SDKs - Kadoa API

We currently support Node.js/TypeScript. Python SDK coming soon.

Prerequisites

To get the most out of this guide, you’ll need to:

Create a Kadoa account
Get your API key

1. Install

npm install @kadoa/node-sdk

2. Extract Data

import { KadoaClient } from '@kadoa/node-sdk';

const client = new KadoaClient({
  apiKey: 'your-api-key'
});

// AI automatically detects and extracts data
const result = await client.extraction.run({
  urls: ['https://sandbox.kadoa.com/ecommerce'],
  name: 'Product Extraction'
});

console.log(`Extracted data ${result.data}`);

Choose Your Extraction Method

Auto-Detection

Let AI find and extract data automatically (Recommended)

Custom Schema

Define exactly what fields you want

Raw Content

Get HTML, Markdown, or plain text

Classification

Categorize content automatically

Extraction Methods

Auto-Detection

The fastest way to extract data.

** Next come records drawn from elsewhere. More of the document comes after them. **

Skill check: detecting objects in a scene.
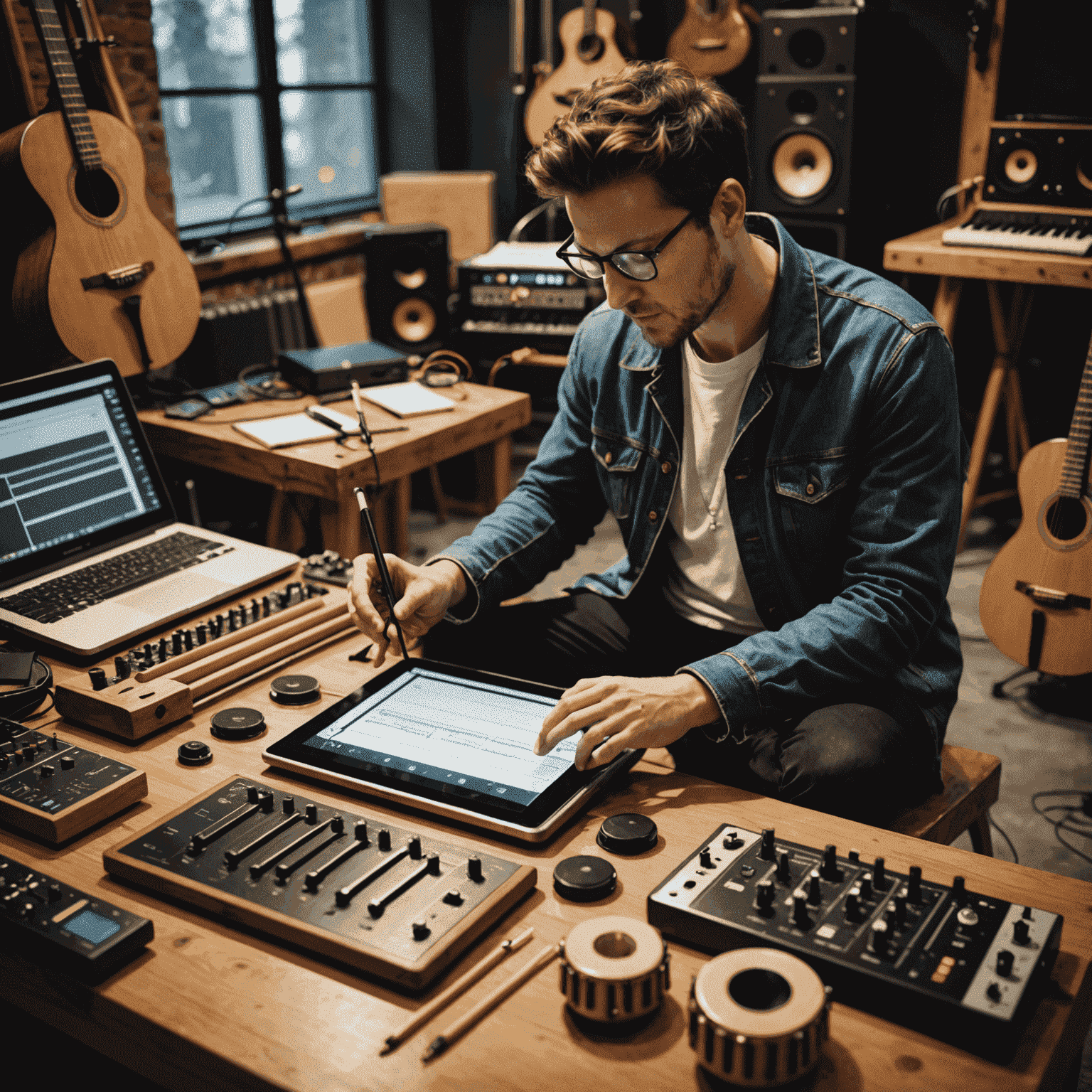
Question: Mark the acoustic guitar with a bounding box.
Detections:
[523,0,626,145]
[667,0,756,80]
[0,0,201,378]
[978,327,1092,675]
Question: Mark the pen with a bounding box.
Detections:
[379,929,535,1054]
[420,945,560,1061]
[353,486,410,660]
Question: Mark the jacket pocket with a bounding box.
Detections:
[592,430,644,520]
[773,454,853,571]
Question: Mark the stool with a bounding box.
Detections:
[888,744,1002,857]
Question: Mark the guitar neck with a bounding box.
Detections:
[1059,331,1092,498]
[33,0,102,171]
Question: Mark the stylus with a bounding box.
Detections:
[420,945,560,1061]
[353,486,410,660]
[379,929,535,1054]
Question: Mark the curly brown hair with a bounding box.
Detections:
[526,61,750,227]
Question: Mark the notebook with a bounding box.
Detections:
[0,360,299,658]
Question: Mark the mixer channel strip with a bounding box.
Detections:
[102,776,537,990]
[648,823,1063,1060]
[0,721,147,845]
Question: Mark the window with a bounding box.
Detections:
[152,0,378,239]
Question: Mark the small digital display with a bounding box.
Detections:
[305,667,580,805]
[65,909,121,945]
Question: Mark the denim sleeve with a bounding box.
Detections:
[430,326,607,623]
[680,326,968,737]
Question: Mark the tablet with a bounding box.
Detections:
[262,660,644,842]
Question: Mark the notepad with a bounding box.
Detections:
[360,382,456,417]
[232,413,338,448]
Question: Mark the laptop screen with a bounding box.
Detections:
[0,360,173,583]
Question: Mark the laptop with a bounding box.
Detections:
[0,359,299,658]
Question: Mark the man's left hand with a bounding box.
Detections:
[534,673,721,770]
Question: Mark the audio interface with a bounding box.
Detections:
[648,823,1063,1060]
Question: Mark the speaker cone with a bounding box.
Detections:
[771,132,835,204]
[1005,147,1039,186]
[391,296,436,342]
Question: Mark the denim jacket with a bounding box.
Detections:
[432,214,968,747]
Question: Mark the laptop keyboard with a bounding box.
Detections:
[0,530,235,625]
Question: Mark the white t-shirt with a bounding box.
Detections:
[664,334,768,634]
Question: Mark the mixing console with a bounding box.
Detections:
[648,823,1063,1059]
[0,719,147,843]
[102,776,537,988]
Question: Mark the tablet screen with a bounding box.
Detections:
[305,667,580,805]
[262,660,641,830]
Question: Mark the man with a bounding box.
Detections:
[350,61,966,821]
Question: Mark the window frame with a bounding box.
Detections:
[159,0,387,242]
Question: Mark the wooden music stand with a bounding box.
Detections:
[884,0,1092,550]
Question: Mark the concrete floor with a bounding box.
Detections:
[410,451,1092,1092]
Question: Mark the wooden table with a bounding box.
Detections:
[139,383,530,558]
[0,577,1092,1092]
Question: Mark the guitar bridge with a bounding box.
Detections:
[1017,580,1092,611]
[80,262,155,291]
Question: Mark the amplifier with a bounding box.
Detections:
[456,242,606,358]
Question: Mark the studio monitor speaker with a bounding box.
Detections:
[983,121,1092,208]
[759,6,857,77]
[363,224,448,355]
[748,75,854,216]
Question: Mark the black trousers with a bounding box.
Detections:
[424,591,941,825]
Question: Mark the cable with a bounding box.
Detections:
[1031,788,1092,865]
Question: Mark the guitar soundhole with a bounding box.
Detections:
[73,167,121,220]
[1045,497,1088,542]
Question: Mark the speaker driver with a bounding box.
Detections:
[1005,147,1039,186]
[391,296,436,342]
[771,132,835,204]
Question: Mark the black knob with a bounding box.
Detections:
[845,888,862,921]
[793,894,811,929]
[872,857,888,891]
[778,850,793,884]
[754,880,776,909]
[906,865,921,906]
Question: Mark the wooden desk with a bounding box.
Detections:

AI automatically identifies structured content:

const result = await client.extraction.run({
  urls: ['https://sandbox.kadoa.com/ecommerce'],
  name: 'Auto Product Extraction'
});

// Data is available directly in result.data
console.log(result.data);

Custom Schema (Builder API)

Define exactly what you want to extract with type-safe field definitions:

const extraction = await client
  .extract({
    urls: ['https://sandbox.kadoa.com/ecommerce'],
    name: 'Product Extraction',
    extraction: builder => builder
      .schema('Product')
      .field('title', 'Product name', 'STRING', {
        example: 'Wireless Headphones'
      })
      .field('price', 'Product price in USD', 'MONEY')
      .field('inStock', 'Availability status', 'BOOLEAN')
      .field('rating', 'Star rating 1-5', 'NUMBER')
  })
  .bypassPreview()
  .setInterval({ interval: 'ONLY_ONCE' })
  .create();

const result = await extraction.run();

// Fetch the extracted data
const data = await result.fetchData({});
console.log(data.data); // Array of extracted items
// [{ title: "Dell XPS", price: "$999", inStock: true, rating: 4.5 }, ...]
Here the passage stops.